2.2 Hybrid model construction
As stated previously, the complexity and nonlinearity of a bioprocess
consists both of identified physical mechanisms and undetermined process
dynamics. Therefore, as shown in Eq. 2, the principle of a hybrid model
is to quantify the underlying bioprocess behaviour by using a kinetic
model (first term on the right-hand side of Eq. (2a)) to tackle the
known dynamics (physical knowledge) and a data-driven model (second term
on the right-hand side of Eq. (2a)) to account for the unknown dynamics.
\begin{equation}
\frac{d\mathbf{S}}{\text{dt}}=K\left(\mathbf{S}\right)+D\left(\mathbf{S}\right)\ \ \ \ \ \ \ \ \ \ \ \ \ \ \ \ \ \ \ \ \ \ \ \ \ \ \ \ \ \ \ \ \ \ \ \ \ \ \ \ \ \ \ \ \ \ \ \ \ \ \ \ \ \ \ \ \ \ \ \ \ \ \ \ \ \ \ \ \ \ \ \ \ \ \ \ \ \ \ \ \ \ \ \ \ \ \ \ \ \ \ \ \ \ \ \ \ \ \ \ \ \ \ \ \ \ \ \ \ \ \ \ \ \ \ \ \ \ \ \ \ \ \ \ \ \ (2a)\nonumber \\
\end{equation}\begin{equation}
D\left(S_{i}\right)={a_{i}\bullet S}_{i}+\sum_{j=1}^{M}{{a_{\text{ij}}\bullet S}_{i}{\bullet S}_{j}}\ \ \ \ \ \ \ \ \ \ \ \ \ \ \ \ \ \ \ \ \ \ \ \ \ \ \ \ \ \ \ \ \ \ \ \ \ \ \ \ \ \ \ \ \ \ \ \ \ \ \ \ \ \ \ \ \ \ \ \ \ \ \ \ \ \ \ \ \ \ \ \ \ \ \ \ \ \ \ \ \ \ \ \ \ \ \ \ \ \ \ \ \ \ \ \ \ \ \ \ \ \ (2b)\nonumber \\
\end{equation}where \(\mathbf{S}\) is the state variable vector\(\mathbf{S=}\left(X,N,P\right)^{T}\),and \(X,N,P\) represent the
concentrations of biomass, nutrient, and product respectively.\(K\left(\mathbf{S}\right)\) and \(D\left(\mathbf{S}\right)\) are
the kinetic model and the data-driven model, respectively. \(S_{i}\) is
a state variable, \(M\) is the total number of state and control
variables, \(a_{i}\) and \(a_{\text{ij}}\) are coefficients of the
polynomial terms.
Distinct from a pure kinetic model, the kinetic model used for hybrid
model construction does not require a complex model structure to fully
capture the process nonlinearity; it only aims to approximate the
overall trend of process dynamics. Thus, classic kinetic models such as
the Monod model and the Droop model can be directly adopted without the
necessity of further modification based on more detailed physical
information. Similarly, compared to a pure data-driven model, the
data-driven model used in a hybrid model simulates only the unknown
terms, in other words, mismatch between the kinetic model and the
process. The nonlinearity of this mismatch is greatly reduced compared
to the original bioprocess, as the general behaviour has been described
by the kinetic model.
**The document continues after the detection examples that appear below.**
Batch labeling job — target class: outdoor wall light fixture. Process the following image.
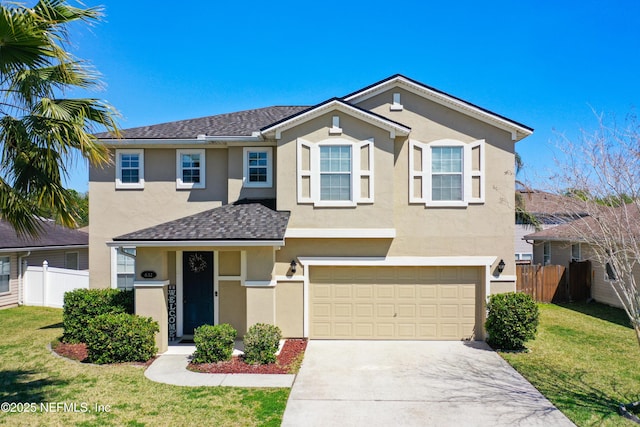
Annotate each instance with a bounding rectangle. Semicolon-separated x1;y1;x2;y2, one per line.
498;259;505;274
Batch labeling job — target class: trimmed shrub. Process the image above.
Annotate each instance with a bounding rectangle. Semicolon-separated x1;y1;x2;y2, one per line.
485;292;539;350
62;289;133;343
244;323;282;365
86;313;160;364
191;323;238;363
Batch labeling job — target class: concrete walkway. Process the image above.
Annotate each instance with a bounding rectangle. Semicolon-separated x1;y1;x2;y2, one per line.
144;345;295;387
282;341;573;427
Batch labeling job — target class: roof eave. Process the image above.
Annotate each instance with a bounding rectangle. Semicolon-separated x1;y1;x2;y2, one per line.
343;74;533;142
0;244;89;253
261;98;411;139
107;239;284;248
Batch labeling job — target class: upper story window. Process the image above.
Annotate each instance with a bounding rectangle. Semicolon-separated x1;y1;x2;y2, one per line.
297;138;374;207
176;149;205;189
320;145;352;200
571;243;582;261
431;147;463;201
0;256;11;294
243;147;273;187
409;139;484;207
116;149;144;189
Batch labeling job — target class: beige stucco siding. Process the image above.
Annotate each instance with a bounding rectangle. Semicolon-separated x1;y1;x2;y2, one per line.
89;146;228;288
218;281;247;337
0;253;19;308
276;281;304;338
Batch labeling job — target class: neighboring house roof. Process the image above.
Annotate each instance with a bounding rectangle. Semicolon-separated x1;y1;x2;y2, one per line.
96;106;309;139
0;220;89;252
524;204;640;242
518;190;588;225
113;201;290;241
342;74;533;141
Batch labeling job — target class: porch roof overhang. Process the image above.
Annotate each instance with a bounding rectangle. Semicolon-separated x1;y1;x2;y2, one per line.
107;240;284;248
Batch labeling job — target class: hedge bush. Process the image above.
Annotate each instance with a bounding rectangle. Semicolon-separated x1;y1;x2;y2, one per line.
192;323;238;363
244;323;282;365
86;313;160;364
485;292;539;350
62;289;133;343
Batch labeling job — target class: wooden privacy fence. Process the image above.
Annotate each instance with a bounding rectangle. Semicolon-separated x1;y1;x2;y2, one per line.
516;264;568;302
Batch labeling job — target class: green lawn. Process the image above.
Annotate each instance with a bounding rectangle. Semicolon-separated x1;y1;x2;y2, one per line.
501;303;640;426
0;307;289;426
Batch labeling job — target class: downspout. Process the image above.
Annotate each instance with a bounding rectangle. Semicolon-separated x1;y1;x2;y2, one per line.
18;251;31;305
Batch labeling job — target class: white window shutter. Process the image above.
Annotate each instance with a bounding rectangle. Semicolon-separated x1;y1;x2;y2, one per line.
409;140;430;203
353;138;375;203
465;139;485;203
297;140;320;203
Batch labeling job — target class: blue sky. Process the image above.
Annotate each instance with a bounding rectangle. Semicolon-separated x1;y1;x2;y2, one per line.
63;0;640;191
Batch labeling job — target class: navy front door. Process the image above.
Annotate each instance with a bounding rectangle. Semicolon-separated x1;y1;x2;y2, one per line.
182;252;213;335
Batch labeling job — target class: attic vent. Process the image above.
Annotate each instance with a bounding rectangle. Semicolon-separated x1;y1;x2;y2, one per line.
391;92;402;111
329;116;342;135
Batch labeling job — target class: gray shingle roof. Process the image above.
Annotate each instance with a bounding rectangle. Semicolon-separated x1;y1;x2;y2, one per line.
96;106;309;139
0;220;89;250
113;203;290;241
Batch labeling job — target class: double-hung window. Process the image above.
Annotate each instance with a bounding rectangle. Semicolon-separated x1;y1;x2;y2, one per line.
243;147;273;188
297;138;375;207
320;145;351;201
116;248;136;290
176;149;205;189
431;147;463;201
116;149;144;189
0;256;11;294
409;139;485;207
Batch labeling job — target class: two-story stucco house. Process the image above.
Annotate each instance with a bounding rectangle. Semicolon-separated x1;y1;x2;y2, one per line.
90;75;533;352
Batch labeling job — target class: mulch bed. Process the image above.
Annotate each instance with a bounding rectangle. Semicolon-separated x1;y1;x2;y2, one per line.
52;339;307;374
187;339;307;374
A number of previous studies have shown that after
subtracting the mechanistic process trajectory, even a simple
data-driven model e.g. PLS which is mainly used for linear
systems, can well capture the processes physically undetermined
behaviour 11. As a result, it may not be necessary to
embed sophisticated data-driven models such as ANNs or GPs into a hybrid
model.
In this study, a 2nd degree polynomial regression
model shown as Eq. (2b) was selected as the data-driven model to
estimate the mismatch between the kinetic model and the process data.
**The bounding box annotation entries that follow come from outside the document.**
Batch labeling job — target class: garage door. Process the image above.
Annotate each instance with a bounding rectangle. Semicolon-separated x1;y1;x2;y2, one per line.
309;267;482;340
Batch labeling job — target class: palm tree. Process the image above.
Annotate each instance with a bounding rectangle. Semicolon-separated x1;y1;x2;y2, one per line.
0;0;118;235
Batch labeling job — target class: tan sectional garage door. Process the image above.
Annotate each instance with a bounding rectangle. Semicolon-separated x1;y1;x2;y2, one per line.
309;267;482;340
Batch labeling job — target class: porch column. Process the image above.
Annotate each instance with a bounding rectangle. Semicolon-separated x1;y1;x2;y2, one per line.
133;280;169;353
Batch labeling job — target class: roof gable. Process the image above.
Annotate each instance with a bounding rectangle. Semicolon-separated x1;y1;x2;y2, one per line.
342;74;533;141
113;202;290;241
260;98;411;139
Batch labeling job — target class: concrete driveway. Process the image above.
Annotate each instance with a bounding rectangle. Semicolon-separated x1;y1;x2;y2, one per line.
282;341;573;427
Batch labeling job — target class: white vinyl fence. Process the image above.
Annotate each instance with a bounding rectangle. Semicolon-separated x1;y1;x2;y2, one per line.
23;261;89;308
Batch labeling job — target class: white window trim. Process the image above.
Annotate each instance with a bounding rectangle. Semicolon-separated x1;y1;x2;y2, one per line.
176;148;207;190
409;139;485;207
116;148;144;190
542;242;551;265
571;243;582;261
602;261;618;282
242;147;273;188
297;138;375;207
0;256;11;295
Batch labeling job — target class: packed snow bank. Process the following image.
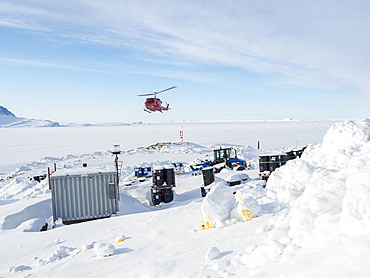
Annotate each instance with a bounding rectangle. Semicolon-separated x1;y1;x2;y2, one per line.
266;120;370;247
201;181;261;229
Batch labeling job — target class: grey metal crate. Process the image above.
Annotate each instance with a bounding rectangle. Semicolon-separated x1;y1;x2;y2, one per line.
50;172;119;224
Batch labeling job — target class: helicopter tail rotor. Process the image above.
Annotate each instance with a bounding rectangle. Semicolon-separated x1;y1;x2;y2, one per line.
137;86;176;97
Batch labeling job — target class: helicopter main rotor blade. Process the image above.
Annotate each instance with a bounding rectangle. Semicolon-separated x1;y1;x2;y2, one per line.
137;93;156;97
154;86;176;94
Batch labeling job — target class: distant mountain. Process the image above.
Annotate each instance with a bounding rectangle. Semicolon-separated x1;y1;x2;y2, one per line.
0;106;60;128
0;105;15;117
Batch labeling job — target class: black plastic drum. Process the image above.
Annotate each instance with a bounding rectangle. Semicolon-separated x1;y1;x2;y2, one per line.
151;188;162;206
202;167;215;186
259;155;270;172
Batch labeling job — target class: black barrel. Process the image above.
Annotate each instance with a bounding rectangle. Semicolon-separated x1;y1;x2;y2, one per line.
200;186;207;197
151;188;162;206
258;155;270;172
161;187;173;203
202;167;215;186
269;155;280;172
164;165;176;186
286;151;296;160
152;166;165;187
280;154;288;166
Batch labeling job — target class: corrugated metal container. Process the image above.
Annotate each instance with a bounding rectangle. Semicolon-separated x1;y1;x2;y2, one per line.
50;172;119;224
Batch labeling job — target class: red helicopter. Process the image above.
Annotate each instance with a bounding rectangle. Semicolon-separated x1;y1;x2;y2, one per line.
137;86;176;113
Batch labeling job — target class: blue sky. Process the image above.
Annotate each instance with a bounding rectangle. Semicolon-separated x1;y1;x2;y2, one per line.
0;0;370;123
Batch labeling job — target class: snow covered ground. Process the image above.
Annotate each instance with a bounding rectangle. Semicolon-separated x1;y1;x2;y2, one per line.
0;120;370;277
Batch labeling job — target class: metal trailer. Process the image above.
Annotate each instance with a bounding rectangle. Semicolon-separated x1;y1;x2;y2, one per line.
135;167;152;178
150;165;176;206
50;172;119;224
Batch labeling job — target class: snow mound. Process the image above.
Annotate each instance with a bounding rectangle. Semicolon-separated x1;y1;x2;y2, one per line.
17;218;46;232
0;105;15;117
205;246;220;262
201;181;261;229
266;120;370;247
2nd degree polynomial regression models have been
predominantly used in response surface methodology for optimal
experimental design and analysis 23,24. Their use has
been extended into dynamic systems through the recent progress in
dynamic response surface methodology 25. Moreover, a
2nd degree dynamic polynomial model is also known as
an extension of the Lotka-Volterra model 26, a classic
model used in bioinformatics to simulate growth and competition amongst
different populations. Parameter estimation and uncertainty analysis of
a polynomial regression model is more straightforward to implement when
compared to a complex data-driven model, as extracting gradient
information is challenging in ANNs or GPs, as is their parameter
estimation and optimisation. This feature is particularly advantageous
for industrial applications, as estimating bioprocess uncertainty is a
severe challenge for industrial systems operation and decision-making.
When considering the kinetic part \(K\left(\mathbf{S}\right)\), its
aim is to approximate the process trajectory. As the current system is
mainly affected by light intensity, light attenuation, and nitrate
supply, only these three factors are considered when building the simple
kinetic model. Photo-inhibition, biomass decay, and lutein
self-degradation are not included
in\(\text{\ K}\left(\mathbf{S}\right)\) as their effects are subtle
and will result in a highly complex model structure such as Eq.
(1a)-(1f). They are characterised as the model-plant mismatch and are
considered by the data-driven model. The kinetic part of the hybrid
model is presented in Eq. (3a)-(3d). It is worth noticing that specific
to algal photo-production systems, although light intensity affects cell
growth which in turn influences nitrate uptake, it has yet been
confirmed if light directly triggers nitrate consumption. In fact,
several previously proposed models do not link light intensity with
nitrate uptake (denoted by Eq. (3b)) 27,28, whilst
others tried to establish a direct interaction between these two (seen
as Eq. (3c)) 29,30. Similarly, it is still not clear
how significantly light affects lutein synthesis. Thus, Eq. (3d) and Eq.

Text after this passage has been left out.